Papá Noel se limitó a sonreír y a pedir que se fuesen a ver el trabajo de John. Sobrevolaron entonces Europa, y el rey de la Navidad volvió a sorprenderse al contemplar cómo niños que vivían en condiciones ínfimas, reían y jugaban con juguetes fabricados por su segundo hijo. La alegría allí también era palpable.

«Creo que yo tampoco lo he hecho mal», comentó John, admirando su obra.

Su padre asintió y pasaron a ver el trabajo de Ron. Llegaron a África y pudieron ver cómo los grandes desiertos y áreas desoladas eran ahora lagos y verdes praderas, donde la gente se bañaba y jugaba. Cosecha secas y podridas habían sido sustituidas por hortalizas de los colores más brillantes, y la gente se veía feliz y contenta.

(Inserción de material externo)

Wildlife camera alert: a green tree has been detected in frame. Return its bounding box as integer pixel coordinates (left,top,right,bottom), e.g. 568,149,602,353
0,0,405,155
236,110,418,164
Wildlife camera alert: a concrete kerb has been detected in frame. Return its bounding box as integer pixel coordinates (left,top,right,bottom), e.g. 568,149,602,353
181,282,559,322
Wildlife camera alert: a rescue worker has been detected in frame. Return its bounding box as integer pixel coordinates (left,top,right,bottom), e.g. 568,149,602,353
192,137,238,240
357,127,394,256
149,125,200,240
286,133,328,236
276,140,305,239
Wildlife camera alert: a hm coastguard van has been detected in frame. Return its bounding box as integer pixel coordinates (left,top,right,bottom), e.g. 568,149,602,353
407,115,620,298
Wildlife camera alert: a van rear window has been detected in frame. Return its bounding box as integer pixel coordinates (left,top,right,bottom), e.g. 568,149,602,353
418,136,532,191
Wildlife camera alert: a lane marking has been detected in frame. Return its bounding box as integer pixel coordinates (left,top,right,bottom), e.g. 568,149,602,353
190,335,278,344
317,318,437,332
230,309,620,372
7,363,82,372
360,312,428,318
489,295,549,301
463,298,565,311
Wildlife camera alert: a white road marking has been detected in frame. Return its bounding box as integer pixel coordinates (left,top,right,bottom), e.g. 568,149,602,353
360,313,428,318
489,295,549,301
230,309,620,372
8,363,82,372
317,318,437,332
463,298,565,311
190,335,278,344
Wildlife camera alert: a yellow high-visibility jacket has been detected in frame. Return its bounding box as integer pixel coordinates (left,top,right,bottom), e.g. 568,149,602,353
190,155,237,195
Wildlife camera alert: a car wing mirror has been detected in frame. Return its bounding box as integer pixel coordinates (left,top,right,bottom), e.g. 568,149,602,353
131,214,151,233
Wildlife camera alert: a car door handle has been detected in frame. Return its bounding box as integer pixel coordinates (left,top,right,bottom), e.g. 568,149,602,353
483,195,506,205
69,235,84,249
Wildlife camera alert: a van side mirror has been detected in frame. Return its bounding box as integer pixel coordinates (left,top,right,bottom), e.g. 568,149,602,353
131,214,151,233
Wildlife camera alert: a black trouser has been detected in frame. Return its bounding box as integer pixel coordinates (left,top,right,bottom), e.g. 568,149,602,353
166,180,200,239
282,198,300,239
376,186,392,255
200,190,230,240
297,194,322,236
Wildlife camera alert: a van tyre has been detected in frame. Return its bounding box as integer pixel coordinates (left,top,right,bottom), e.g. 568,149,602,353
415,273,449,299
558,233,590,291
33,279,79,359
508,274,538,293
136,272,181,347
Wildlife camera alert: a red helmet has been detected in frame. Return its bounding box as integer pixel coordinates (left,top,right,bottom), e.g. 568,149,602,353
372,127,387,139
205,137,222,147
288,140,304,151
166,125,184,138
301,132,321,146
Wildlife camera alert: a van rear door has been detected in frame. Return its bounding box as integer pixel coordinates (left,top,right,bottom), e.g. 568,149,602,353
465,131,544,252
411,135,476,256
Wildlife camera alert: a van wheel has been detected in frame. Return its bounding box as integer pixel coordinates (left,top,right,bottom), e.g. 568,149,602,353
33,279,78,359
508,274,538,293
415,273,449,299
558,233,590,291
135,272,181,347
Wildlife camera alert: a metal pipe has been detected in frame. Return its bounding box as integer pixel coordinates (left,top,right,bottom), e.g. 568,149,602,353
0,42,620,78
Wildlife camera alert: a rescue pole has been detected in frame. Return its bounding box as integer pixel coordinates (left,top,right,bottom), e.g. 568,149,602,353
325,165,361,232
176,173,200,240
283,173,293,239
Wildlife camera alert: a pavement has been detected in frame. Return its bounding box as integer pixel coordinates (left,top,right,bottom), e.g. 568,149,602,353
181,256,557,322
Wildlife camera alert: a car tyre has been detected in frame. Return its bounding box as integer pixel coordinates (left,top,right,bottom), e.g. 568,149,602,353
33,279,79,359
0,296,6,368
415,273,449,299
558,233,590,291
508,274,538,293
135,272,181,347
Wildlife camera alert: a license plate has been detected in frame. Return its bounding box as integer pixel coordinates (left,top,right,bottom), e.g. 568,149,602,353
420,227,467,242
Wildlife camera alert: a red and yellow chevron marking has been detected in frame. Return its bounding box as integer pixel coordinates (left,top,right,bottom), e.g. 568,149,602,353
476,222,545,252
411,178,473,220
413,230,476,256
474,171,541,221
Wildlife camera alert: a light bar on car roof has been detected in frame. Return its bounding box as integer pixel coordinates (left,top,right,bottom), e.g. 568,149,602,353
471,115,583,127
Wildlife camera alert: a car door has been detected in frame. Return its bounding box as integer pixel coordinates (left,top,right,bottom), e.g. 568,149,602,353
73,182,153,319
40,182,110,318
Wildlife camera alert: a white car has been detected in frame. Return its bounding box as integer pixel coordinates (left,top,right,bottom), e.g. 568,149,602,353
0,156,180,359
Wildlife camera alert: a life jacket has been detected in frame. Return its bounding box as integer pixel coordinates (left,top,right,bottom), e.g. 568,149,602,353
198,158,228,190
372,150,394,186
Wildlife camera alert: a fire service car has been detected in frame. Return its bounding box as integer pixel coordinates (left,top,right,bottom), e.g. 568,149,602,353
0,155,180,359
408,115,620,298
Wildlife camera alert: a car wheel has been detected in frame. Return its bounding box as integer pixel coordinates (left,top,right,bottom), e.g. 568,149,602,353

«Bueno, chicos, volvamos a casa», dijo Papá Noel. «Tenemos que hablar».

Ya de vuelta en el Polo, se reunieron en el salón, y el rey de la Navidad comenzó a hablar.

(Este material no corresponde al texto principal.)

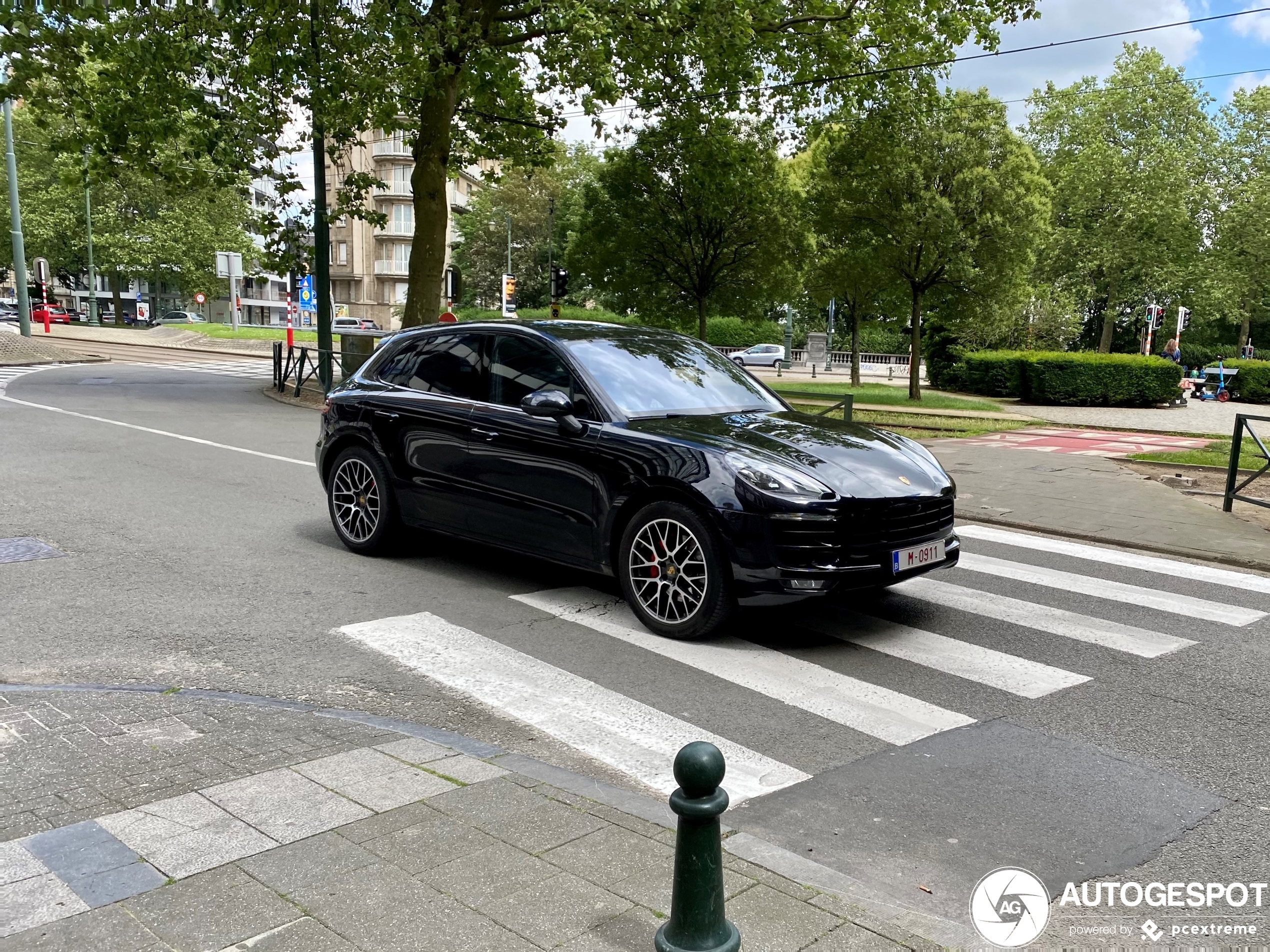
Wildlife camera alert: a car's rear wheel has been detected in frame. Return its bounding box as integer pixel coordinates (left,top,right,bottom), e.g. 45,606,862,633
614,502,736,638
326,447,400,554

«Cuando os puse esta prueba, la verdad es que no sabía cómo iba a terminar. Pensé que sería horrible, que sería la peor Navidad de la historia. Que yo lo estaba haciendo mal», dijo Papá Noel, serio. «Pero me habéis demostrado lo contrario».

«Entonces, ¿quién te sucederá, papá?», inquirió Pisco, impaciente. «¿Quién ha sido el mejor?

El padre rió. «¿No os dais cuenta, hijos? La Navidad es felicidad, alegría. Eso es el alma, ¡y los tres lo habéis logrado a la perfección! Habéis logrado lo mismo por caminos diferentes. Ahora la gente es feliz, los niños juegan y tienen para comer». Tomó aire y sonrió. «No puedo jubilarme, hijos. Sois demasiado dignos como para escoger».

Sus hijos parecían un poco decepcionados, pero comprendieron que ésa era la mejor decisión que pudiera haber tomado.

La Navidad era alegría, y ellos habían hecho justo eso, hacer feliz al mundo.